BKP: “If I could hie to Kolob in the twinkling of an eye, and then continue onward with that same speed to fly, do you think that I could ever, through all eternity, find out the generations where Gods began to be?”
Then the other verse goes on, and you can read it: “There is no end to matter, there is no end to space; there is no end to wisdom; there is no end to race.” You’re testing an old man. That is a very profound song that you should read when you’re studying about what’s going on in the world today.
When you read that and talk and look into the eternities, you see the endlessness of it all — that’s caught up in the words of that song. President David O. McKay read that to one of the astronauts that came. There’s so many things that we don’t know, but it’s a wonderful world that we live in. There’s no end to what we can learn, but we only use about 15 percent of the room there. It’s a great, great revelation that came from William W. Phelps.
"If I could hie to Kolob” — now you have to know what Kolob is; the scriptures say it is the center place — “and then continue onward with that same speed to fly.”
I know a lot of hymns, and I know that one.
HW: But it does say something essential about Mormons.
BKP: It does; it shows a depth and a breadth and a power that is consistent with all that we know. All of the orbits of all the heavenly bodies follow that same thing — it’s an amazing world we live in. When you see color and life and all that life has to offer, we shouldn’t be bored.
HW: More than that. One last question. There’s a moment that comes — instead of inheriting the faith, they inhabit it. Was there such a moment for you?
BKP: I can’t look back and say, “Well that’s the day, that’s the moment I knew.” There were a number of them — I think I grew into it and tried to teach our family in such a way they’d grow into it. Finding that “pearl of great price” is just the beginning, not the end.
Someone said to Brigham Young, “The more I know, the more I learn, the less I know.” He said, “I wouldn’t say that. I would say the more I learn, the more I discern an eternity of knowledge.” Now that’s Brigham Young.

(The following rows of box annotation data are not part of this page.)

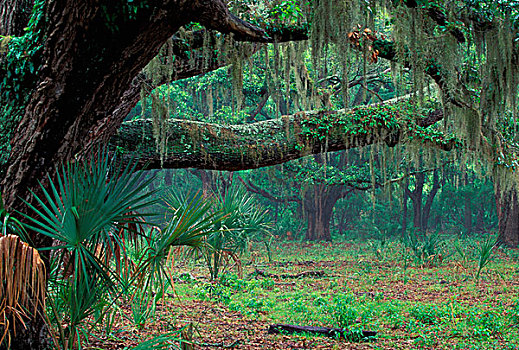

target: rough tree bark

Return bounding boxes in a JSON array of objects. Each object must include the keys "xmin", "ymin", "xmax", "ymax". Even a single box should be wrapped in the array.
[
  {"xmin": 1, "ymin": 0, "xmax": 265, "ymax": 237},
  {"xmin": 0, "ymin": 0, "xmax": 34, "ymax": 36},
  {"xmin": 110, "ymin": 105, "xmax": 455, "ymax": 171},
  {"xmin": 0, "ymin": 0, "xmax": 266, "ymax": 349}
]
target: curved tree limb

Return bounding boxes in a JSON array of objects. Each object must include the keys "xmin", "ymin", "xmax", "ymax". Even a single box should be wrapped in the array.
[{"xmin": 111, "ymin": 104, "xmax": 457, "ymax": 171}]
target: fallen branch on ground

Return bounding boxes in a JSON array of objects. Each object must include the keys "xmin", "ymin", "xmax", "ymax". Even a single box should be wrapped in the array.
[
  {"xmin": 253, "ymin": 269, "xmax": 324, "ymax": 278},
  {"xmin": 268, "ymin": 324, "xmax": 377, "ymax": 341}
]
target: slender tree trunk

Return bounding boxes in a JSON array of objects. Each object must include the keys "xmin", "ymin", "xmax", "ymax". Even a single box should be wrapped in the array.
[
  {"xmin": 422, "ymin": 169, "xmax": 440, "ymax": 232},
  {"xmin": 495, "ymin": 185, "xmax": 519, "ymax": 248},
  {"xmin": 407, "ymin": 173, "xmax": 425, "ymax": 231},
  {"xmin": 402, "ymin": 177, "xmax": 409, "ymax": 236},
  {"xmin": 463, "ymin": 173, "xmax": 472, "ymax": 234},
  {"xmin": 304, "ymin": 185, "xmax": 341, "ymax": 241}
]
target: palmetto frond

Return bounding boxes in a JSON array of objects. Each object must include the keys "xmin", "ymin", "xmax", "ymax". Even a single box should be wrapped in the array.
[{"xmin": 0, "ymin": 234, "xmax": 46, "ymax": 343}]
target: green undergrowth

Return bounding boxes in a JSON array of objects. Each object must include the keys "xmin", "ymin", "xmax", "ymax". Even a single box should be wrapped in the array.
[{"xmin": 171, "ymin": 237, "xmax": 519, "ymax": 349}]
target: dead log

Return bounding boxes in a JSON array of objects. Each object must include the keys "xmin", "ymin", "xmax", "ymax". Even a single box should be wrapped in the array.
[
  {"xmin": 268, "ymin": 324, "xmax": 377, "ymax": 341},
  {"xmin": 254, "ymin": 269, "xmax": 324, "ymax": 279}
]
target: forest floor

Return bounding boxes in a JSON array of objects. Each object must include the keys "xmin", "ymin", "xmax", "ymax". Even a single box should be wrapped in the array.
[{"xmin": 88, "ymin": 240, "xmax": 519, "ymax": 349}]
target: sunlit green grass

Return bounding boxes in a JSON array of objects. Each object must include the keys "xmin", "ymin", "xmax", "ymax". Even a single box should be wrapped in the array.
[{"xmin": 171, "ymin": 237, "xmax": 519, "ymax": 349}]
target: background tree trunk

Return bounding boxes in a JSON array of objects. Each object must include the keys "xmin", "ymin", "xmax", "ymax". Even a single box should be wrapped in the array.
[{"xmin": 495, "ymin": 185, "xmax": 519, "ymax": 248}]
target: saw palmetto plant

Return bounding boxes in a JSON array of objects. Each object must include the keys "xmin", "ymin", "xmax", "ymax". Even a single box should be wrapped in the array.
[
  {"xmin": 0, "ymin": 197, "xmax": 46, "ymax": 347},
  {"xmin": 20, "ymin": 152, "xmax": 155, "ymax": 349}
]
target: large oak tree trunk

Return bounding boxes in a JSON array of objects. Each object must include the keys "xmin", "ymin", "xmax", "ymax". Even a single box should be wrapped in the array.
[{"xmin": 0, "ymin": 0, "xmax": 264, "ymax": 349}]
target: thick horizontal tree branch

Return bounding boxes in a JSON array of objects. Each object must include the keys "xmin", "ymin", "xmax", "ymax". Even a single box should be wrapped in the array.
[{"xmin": 111, "ymin": 102, "xmax": 456, "ymax": 171}]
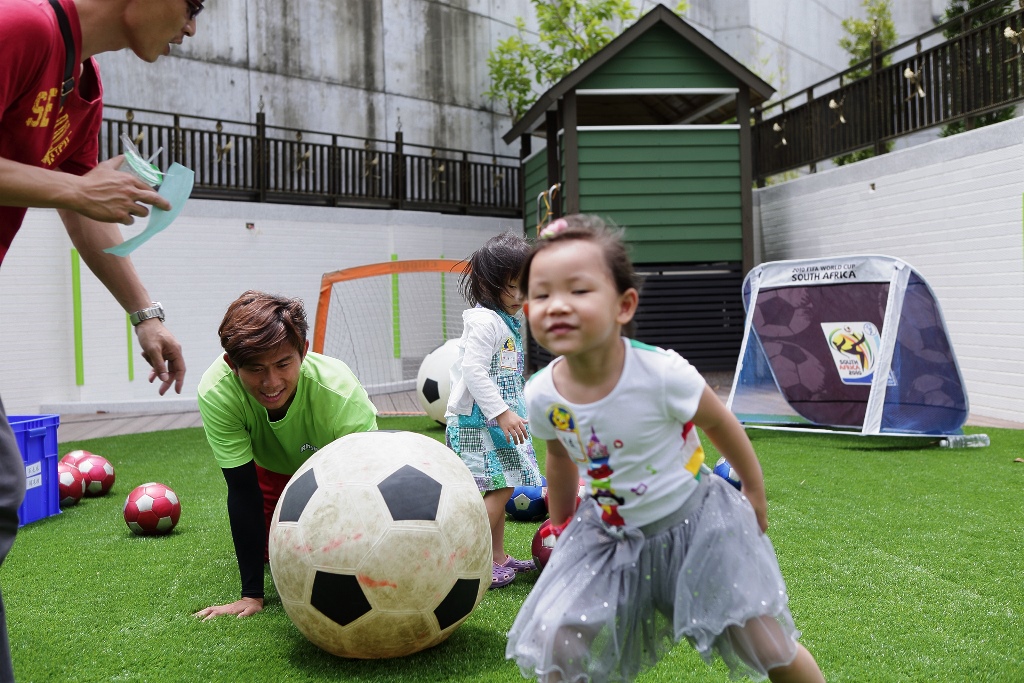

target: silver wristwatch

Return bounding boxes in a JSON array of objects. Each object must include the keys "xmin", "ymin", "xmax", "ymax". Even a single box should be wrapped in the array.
[{"xmin": 128, "ymin": 301, "xmax": 164, "ymax": 328}]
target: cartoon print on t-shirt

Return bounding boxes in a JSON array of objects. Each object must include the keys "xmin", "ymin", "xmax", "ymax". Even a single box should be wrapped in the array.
[
  {"xmin": 683, "ymin": 422, "xmax": 705, "ymax": 477},
  {"xmin": 499, "ymin": 337, "xmax": 522, "ymax": 372},
  {"xmin": 548, "ymin": 403, "xmax": 587, "ymax": 464},
  {"xmin": 587, "ymin": 427, "xmax": 626, "ymax": 526}
]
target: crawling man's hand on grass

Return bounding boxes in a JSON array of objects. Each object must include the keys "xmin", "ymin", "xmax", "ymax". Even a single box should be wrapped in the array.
[{"xmin": 193, "ymin": 598, "xmax": 263, "ymax": 622}]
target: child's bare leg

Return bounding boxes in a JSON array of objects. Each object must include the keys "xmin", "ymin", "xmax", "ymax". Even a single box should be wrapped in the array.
[
  {"xmin": 723, "ymin": 616, "xmax": 825, "ymax": 683},
  {"xmin": 768, "ymin": 643, "xmax": 825, "ymax": 683},
  {"xmin": 483, "ymin": 487, "xmax": 512, "ymax": 564}
]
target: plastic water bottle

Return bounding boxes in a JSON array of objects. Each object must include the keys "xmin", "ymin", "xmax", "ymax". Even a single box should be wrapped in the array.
[{"xmin": 939, "ymin": 434, "xmax": 988, "ymax": 449}]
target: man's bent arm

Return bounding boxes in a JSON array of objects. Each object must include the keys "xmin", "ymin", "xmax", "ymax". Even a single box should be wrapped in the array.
[
  {"xmin": 0, "ymin": 157, "xmax": 170, "ymax": 225},
  {"xmin": 58, "ymin": 210, "xmax": 185, "ymax": 395}
]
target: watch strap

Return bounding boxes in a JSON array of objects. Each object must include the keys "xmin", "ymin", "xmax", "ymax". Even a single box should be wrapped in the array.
[{"xmin": 128, "ymin": 301, "xmax": 164, "ymax": 328}]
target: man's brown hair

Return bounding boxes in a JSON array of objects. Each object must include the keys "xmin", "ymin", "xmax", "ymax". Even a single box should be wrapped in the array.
[{"xmin": 217, "ymin": 290, "xmax": 309, "ymax": 367}]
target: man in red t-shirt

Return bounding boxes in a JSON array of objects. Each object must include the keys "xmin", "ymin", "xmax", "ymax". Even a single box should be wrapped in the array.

I must admit that I was pleasantly surprised to learn that President Packer loves the hymn "If You Could Hie to Kolob". It is, in my estimation, among the most uniquely Mormon hymns, celebrating eternal progress of a plurality of gods in worlds without end. I also enjoyed President Packer's reference to Brigham Young's comment on knowledge -- why should we expect an end to learning? It's good to see evidence that these ideas continue to be cherished by the leaders of the LDS Church.